Table of content A-Z

 

Papaya

 

Synonym: pawpaw

botanical name: Carica papaya


Papaya

 

 

Papayas are called the melons of the tropics. They originated in the tropical regions of Central America and southern Mexico. They are commonly cultivated today in South America, Asia, South and East Africa, North and Central America, and Oceania.

The goods exported to Germany come mainly from Brazil, Ghana, Hawaii, South Africa and Thailand. By far the largest producer is Brazil. Tinned goods reach us from Taiwan, India, Malaysia, Thailand and Australia.

 

Availability

Solo and Sunrise are two of the best-known varieties of papaya and are exported with particular frequency because, unlike other varieties, they remain quite small and are better suited than the larger fruits for sale here. While papayas were rather rare here some years ago, they are a year-round product today, due to increasing demand and are available not only in specialty shops.

The mountain papaya is another variety, which is grown in only limited quantities, however. The fruits are quite small, about the size of a fist. They are oval and have green-yellow stripes.

 

Appearance, taste, characteristics

Papayas grow like coconuts on a tree-like bush that can reach 10 m in height. They are roundish and elongated and slightly oval, and they form a cicatrix at the upper end. They vary greatly in size, depending on the given variety. The fruits that are sold in Germany usually do not weigh more than 600 g.

 

The skin of an unripe papaya is dark green; while it ripens it turns yellow, yellow-green or yellow-orange. As a rule, the fruit is ripe when the skin is yellowish and yields to light pressure from a finger.

The colour of the pulp varies and may be yellowish or reddish. The flavour resembles that of melons and is very sweet. Since the pulp is low in fruit acid it is rather bland and is usually spiced up in preparation for eating.

 

Ingredients

 

100 g contain:

 

Papaya, fresh

Energy (kcal)

13

Water (g)

95

Protein (g)

<1

Fat (g)

<1

Carbohydrates (g)

2.4

Fibre (g)

1.9

Vitamin A (RE) (µg)

160

Vitamin C (mg)

82

Folic acid (µg)

2

Potassium (mg)

211

Sodium (mg)

3

Calcium (mg)

21

Magnesium (mg)

41

Iron (mg)

0.4

 

Quality criteria, optimal storage conditions

Because the fruits continue to ripen, they are harvested not when fully ripe but while still in a greenish condition.
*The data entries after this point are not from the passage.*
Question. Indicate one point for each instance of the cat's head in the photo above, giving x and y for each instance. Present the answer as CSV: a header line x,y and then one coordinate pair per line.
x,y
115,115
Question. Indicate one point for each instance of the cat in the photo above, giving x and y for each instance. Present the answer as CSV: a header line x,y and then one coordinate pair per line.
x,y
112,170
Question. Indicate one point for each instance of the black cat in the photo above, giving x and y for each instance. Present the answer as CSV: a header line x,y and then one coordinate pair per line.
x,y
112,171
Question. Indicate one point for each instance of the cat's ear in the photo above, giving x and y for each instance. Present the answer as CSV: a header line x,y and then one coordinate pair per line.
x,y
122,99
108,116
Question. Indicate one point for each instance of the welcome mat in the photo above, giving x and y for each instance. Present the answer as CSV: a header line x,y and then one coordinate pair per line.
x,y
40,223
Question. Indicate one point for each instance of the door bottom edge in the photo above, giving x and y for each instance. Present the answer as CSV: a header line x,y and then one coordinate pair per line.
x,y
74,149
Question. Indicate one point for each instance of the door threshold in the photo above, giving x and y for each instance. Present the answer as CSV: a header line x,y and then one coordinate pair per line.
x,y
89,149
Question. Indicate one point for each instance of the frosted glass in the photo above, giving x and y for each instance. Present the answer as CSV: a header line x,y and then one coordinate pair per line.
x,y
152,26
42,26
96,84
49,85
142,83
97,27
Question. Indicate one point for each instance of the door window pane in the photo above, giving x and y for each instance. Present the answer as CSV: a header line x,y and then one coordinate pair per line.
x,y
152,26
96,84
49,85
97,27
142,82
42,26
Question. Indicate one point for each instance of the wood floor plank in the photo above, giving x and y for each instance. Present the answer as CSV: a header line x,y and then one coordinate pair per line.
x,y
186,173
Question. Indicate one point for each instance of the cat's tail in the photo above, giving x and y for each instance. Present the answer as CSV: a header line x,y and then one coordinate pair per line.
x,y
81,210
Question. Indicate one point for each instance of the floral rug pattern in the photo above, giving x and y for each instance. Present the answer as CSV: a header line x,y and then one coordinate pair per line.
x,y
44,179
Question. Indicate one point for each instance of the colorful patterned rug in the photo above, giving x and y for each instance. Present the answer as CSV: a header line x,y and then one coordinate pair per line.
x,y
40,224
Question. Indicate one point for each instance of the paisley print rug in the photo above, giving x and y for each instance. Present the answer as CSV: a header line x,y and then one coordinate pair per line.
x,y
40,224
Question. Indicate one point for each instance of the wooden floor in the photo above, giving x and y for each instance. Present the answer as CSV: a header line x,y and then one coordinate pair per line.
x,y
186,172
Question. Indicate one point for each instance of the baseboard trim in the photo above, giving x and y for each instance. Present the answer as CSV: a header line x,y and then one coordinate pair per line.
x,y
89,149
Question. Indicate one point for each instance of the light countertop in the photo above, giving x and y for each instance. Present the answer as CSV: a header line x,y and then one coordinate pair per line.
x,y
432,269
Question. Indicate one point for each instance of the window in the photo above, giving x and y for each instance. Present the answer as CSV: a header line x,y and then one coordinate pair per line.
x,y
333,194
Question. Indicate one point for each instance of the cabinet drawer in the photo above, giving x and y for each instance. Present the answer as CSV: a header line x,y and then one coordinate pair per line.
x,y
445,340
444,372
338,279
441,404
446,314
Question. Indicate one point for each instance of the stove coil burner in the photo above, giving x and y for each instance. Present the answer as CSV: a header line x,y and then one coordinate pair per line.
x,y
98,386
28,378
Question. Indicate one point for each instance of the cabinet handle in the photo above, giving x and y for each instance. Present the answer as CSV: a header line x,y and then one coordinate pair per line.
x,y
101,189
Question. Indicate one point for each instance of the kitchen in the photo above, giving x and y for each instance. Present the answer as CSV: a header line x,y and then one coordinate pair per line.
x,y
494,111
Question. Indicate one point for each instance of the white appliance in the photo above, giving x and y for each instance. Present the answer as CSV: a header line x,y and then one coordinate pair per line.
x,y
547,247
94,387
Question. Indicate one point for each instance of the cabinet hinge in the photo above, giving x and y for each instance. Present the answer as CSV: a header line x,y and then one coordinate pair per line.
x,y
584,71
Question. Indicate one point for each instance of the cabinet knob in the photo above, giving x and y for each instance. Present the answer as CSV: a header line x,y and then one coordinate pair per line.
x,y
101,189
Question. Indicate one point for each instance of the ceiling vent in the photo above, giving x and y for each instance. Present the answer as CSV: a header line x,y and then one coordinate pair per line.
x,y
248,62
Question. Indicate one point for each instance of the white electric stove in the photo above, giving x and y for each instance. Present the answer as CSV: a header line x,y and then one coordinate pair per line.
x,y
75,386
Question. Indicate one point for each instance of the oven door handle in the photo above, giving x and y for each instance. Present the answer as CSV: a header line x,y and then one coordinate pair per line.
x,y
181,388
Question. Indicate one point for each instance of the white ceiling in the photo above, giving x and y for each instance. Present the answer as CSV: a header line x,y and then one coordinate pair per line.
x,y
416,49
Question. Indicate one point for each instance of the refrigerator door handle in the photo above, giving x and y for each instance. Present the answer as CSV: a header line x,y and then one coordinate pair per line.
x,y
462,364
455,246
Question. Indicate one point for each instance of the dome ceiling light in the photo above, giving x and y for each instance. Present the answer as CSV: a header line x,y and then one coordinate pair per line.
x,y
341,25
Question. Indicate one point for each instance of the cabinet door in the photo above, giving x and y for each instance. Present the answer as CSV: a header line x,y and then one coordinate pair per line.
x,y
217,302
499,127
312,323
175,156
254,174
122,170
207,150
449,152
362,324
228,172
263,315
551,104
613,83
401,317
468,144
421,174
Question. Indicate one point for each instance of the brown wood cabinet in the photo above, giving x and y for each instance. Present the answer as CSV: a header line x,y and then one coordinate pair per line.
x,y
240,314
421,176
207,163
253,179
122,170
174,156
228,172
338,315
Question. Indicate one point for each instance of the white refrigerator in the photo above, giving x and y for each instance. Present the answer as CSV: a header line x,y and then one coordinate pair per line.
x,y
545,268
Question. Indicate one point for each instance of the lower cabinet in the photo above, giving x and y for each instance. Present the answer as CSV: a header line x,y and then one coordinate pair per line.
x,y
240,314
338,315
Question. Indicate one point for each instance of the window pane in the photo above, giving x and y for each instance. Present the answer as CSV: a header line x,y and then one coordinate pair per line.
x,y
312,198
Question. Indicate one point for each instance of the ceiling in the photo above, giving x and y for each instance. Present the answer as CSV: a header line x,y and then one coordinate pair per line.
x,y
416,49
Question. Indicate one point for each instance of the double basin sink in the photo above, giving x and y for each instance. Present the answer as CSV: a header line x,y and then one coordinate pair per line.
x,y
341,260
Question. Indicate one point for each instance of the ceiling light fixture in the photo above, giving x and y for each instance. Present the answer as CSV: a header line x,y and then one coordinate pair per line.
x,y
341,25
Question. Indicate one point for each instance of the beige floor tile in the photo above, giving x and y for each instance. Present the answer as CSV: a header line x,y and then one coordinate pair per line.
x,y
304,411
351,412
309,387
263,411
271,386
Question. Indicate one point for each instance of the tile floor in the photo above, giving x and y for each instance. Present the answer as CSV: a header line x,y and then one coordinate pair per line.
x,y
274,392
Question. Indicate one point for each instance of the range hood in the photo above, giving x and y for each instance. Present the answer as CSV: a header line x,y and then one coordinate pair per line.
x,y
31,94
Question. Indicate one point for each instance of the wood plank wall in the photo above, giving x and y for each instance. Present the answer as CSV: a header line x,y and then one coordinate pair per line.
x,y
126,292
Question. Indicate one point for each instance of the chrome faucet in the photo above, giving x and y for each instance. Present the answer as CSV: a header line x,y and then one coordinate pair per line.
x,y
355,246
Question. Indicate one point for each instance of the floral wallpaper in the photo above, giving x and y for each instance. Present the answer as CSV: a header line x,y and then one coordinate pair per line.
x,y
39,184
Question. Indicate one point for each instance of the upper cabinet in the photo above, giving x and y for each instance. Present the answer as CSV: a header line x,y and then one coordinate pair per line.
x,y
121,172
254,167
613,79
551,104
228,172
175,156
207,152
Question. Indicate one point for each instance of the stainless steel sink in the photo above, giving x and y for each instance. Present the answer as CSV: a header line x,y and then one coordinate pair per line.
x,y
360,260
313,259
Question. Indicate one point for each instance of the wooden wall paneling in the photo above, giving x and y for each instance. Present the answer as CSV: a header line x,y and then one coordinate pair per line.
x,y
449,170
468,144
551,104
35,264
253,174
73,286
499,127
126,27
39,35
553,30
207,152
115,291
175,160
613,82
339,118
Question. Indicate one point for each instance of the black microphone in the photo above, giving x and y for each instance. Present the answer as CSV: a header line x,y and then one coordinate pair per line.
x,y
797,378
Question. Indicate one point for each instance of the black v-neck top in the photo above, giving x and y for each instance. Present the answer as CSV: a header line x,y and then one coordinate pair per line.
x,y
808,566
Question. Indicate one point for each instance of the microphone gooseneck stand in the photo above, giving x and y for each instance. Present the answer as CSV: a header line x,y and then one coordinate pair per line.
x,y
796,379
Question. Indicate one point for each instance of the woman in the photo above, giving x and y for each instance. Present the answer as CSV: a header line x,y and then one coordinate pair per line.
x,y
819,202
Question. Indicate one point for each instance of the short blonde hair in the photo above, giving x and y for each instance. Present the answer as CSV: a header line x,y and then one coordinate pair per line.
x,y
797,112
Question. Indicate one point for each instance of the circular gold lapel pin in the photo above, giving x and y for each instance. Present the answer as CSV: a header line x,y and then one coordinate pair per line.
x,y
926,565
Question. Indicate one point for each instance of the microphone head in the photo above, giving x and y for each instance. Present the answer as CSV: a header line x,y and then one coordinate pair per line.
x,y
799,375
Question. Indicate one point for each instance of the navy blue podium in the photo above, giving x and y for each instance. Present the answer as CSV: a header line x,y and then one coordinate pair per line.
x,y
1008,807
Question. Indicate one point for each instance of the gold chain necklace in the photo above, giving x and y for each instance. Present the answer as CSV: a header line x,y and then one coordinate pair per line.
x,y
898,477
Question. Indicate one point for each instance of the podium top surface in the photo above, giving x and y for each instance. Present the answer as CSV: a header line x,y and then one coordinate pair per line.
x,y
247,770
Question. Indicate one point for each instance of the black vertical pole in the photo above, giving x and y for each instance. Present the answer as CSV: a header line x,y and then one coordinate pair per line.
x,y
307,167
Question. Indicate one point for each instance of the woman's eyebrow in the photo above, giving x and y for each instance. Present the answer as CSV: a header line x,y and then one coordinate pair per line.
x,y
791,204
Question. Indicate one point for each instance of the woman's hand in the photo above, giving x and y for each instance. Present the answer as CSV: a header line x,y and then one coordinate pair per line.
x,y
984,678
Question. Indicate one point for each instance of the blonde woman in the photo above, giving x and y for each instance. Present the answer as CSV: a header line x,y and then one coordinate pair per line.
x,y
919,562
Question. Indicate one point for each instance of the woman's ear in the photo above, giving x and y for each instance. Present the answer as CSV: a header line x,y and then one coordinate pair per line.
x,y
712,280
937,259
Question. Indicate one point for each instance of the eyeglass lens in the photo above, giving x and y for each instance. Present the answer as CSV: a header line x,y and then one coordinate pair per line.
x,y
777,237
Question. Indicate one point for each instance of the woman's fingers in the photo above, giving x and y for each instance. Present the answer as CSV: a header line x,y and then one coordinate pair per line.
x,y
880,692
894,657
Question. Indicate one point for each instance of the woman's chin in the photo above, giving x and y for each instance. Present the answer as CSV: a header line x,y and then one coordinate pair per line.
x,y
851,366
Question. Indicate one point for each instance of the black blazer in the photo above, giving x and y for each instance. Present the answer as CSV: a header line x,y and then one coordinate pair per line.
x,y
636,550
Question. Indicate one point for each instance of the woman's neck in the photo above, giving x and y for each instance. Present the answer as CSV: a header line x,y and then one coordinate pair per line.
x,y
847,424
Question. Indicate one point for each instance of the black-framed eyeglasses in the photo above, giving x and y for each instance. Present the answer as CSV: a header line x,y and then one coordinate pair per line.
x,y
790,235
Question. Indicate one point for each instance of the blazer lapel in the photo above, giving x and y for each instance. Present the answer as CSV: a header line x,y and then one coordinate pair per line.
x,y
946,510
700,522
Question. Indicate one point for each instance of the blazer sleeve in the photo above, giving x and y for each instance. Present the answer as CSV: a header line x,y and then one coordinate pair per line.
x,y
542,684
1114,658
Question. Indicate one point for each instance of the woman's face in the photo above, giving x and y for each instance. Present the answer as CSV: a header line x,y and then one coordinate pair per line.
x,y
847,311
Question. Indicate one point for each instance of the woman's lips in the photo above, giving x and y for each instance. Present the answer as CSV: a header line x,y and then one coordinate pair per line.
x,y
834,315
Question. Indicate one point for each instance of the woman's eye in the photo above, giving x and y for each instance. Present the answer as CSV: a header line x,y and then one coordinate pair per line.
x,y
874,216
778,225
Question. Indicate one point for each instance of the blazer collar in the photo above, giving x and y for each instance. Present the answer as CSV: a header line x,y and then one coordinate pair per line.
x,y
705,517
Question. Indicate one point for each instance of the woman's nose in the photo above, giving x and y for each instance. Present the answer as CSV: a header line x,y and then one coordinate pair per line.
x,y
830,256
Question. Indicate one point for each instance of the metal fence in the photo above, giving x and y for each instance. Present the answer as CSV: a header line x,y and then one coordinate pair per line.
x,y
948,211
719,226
However, if they are harvested too early, they will not ripen at all. The fruits must be transported very carefully from the producer to the country where they are sold, due to their sensitivity to shock. For this reason they are frequently sold wrapped in paper or foam nets.

The fruits are normally ripe when they are bought. Storage time is therefore limited; they should not be kept for more than 2 weeks in the refrigerator. Ripe papayas generate ethylene.

 

Presumed effect on health

Unripe fruits and the tree itself contain a thick milky sap that has two enzymes with a pepsin-like effect, i.e. they are proteolytic. They are chymopapain and papain. The latter has a slightly laxative and digestive effect. A dried extract of the milky sap is sold under the name papaytin.

In tropical areas the seeds are used as a remedy for intestinal parasites.

 

Form of consumption, use, processing, practical tips for preparation

Raw papayas are popular. To enhance the quite mild aroma the fruit can be sprinkled with lemon juice, halved like a grapefruit and spooned out of the skin. It can just as well be cut into pieces and eaten as a dessert or as a between-meals snack. Papayas can taste delicious added to tropical fruit salads and hearty poultry salads.

 

Like melons, the fruit can be wrapped in slices of ham or filled with shrimp cocktail. Or papaya mousse can be enhanced with juice, brandy and port. The papaya can be eaten cooked as well. The raw fruit is prepared like a vegetable. Papayas are used industrially to make juice. They are also tinned or dried and candied.

 

The milky sap is not only a digestive; it is also used in the textile industry and as a meat tenderizer. Only a very small amount of papain added to the water in which meat is cooked is sufficient to make the meat especially tender. In large amounts it can even make the meat disintegrate.